As we predicted in our year-end post on civil and criminal enforcement trends, 2018 is already off to strong start in opioid-related enforcement against individual providers and associated practices. Earlier this month, the Department of Justice (DOJ) announced that a Michigan physician, Dr. Rodney Moret, was sentenced to 75 months in prison for his role in conspiracies to distribute prescription pills illegally and to defraud Medicare. The conduct alleged against Dr. Moret is particularly extreme, but nevertheless reflects the government’s commitment to ferreting out opioid-related misconduct.
The government contended that Dr. Moret was involved in a scheme in which he was the sole practitioner at a medical clinic that purported to be a pain management and HIV infusion clinic but in fact was just a “pill mill.” As part of this scheme, Dr. Moret allegedly would conduct a cursory (if any) examination of patients, which were billed to Medicare, before writing a prescription for controlled substances. Once those prescriptions were filled, patient marketers would sell those drugs on the street in Southeast Michigan. This clinic operated from 2010 to 2015.
As part of this scheme, Dr. Moret was alleged to be responsible for illegally distributing over 700,000 dosage units of Hydrocodone, more than 240,000 dosage units of Alprazolam, and more than 2 million milliliters of promethazine with codeine cough syrup. These drugs had a street value of more than $15 million. Dr. Moret was also responsible for over $6 million in health care fraud. He pled guilty to one count each of conspiracy to commit health care fraud and conspiracy to illegally distribute prescription drugs. In its comments on this sentencing, the U.S. Attorney’s Office for the Eastern District of Michigan made clear that one of the government’s main concerns with Dr. Moret’s conduct was his role in exacerbating the opioid crisis in his community.
A few weeks before DOJ announced Dr. Moret’s sentencing, DOJ announced that a Tennessee chiropractor and a pain clinic nurse practitioner had entered into settlement agreements to resolve allegations under the False Claims Act that they had improperly billed Medicare and TennCare for painkillers, including opioids.
Matthew Anderson, a chiropractor, and his management company, PMC, LLC, managed four pain clinics in Tennessee. Anderson and PMC entered into a settlement agreement to pay $1.45 million to resolve the claims that from 2011 through 2014 they caused pharmacies to submit requests for Medicare and TennCare payments for pain killers, including opioids, which were dispensed based upon prescriptions that had no legitimate medical purpose.
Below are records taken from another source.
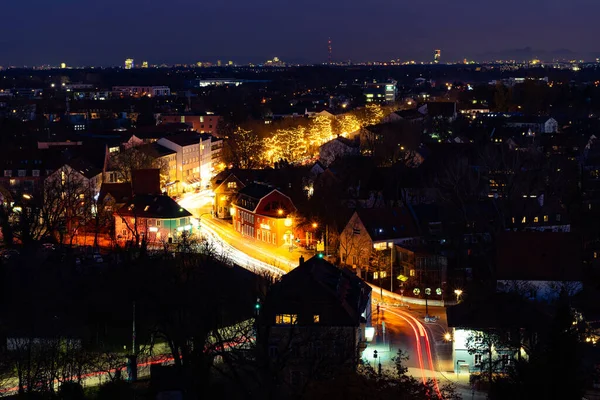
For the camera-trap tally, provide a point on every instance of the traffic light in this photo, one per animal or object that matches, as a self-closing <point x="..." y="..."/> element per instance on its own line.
<point x="257" y="305"/>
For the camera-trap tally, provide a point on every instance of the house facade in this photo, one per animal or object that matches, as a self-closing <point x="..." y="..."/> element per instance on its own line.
<point x="372" y="230"/>
<point x="155" y="218"/>
<point x="187" y="149"/>
<point x="313" y="322"/>
<point x="225" y="192"/>
<point x="264" y="213"/>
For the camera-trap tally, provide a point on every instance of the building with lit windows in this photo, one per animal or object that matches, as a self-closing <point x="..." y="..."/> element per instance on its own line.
<point x="156" y="218"/>
<point x="380" y="92"/>
<point x="317" y="319"/>
<point x="141" y="91"/>
<point x="187" y="147"/>
<point x="200" y="123"/>
<point x="264" y="213"/>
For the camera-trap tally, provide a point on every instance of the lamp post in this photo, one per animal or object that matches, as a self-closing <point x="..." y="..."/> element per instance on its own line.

The government also alleged that (1) Anderson caused all four clinics to bill Medicare for upcoded claims for office visits that were not reimbursable at the levels sought and (2) Anderson and PMC caused the submission of Medicare claims for services provided by two nurse practitioners who were not meeting applicable supervision requirements.
The United States will receive $1,040,275 of the $1.45 million at issue, while the State of Tennessee will receive $163,225. Anderson and PMC also agreed to be excluded from billing federal health care programs for five years. In addition, the settlement agreement requires Cindy Scott, a nurse practitioner from Nashville, to pay $32,000 and to surrender her DEA registration until October 2021.
While enforcement focus in the first weeks of 2018 appears to have remained largely on individual providers and practices, it remains to be seen whether the government (and whistleblowers) will turn their attention to larger companies and providers. As we reported in our year-end post, in September of last year Galena Biopharma, Inc. agreed to pay $7.55 million to resolve allegations under the FCA that it paid kickbacks to physicians to encourage them to prescribe an opioid product (Abstral). Last month, DOJ announced that Costco Wholesale agreed to pay $11.75 million to settle allegations that its pharmacies violated the Controlled Substances Act by improperly filing prescriptions for controlled substances. Although the allegations against Costco involved lax controls surrounding compliance with requirements related to filling prescriptions (and not the same kind of misconduct related to opioid prescriptions alleged against other providers), the government emphasized that it was undertaking its enforcement efforts with an eye toward the opioid epidemic. The U.S. Attorney for the Eastern District of Michigan commented that “[i]n light of the prescription pill and opioid overdose epidemic we are seeing across the country, compliance with regulations governing pharmacies is more important than ever” and applauded Costco for working with DEA and shoring up its compliance efforts “to ensure that prescription pills do not end up on the street market.”
We will continue to monitor this trend to see if government enforcement efforts remain focused on individuals, or whether these initial cases against larger companies signal a shift in focus to include bigger providers and companies.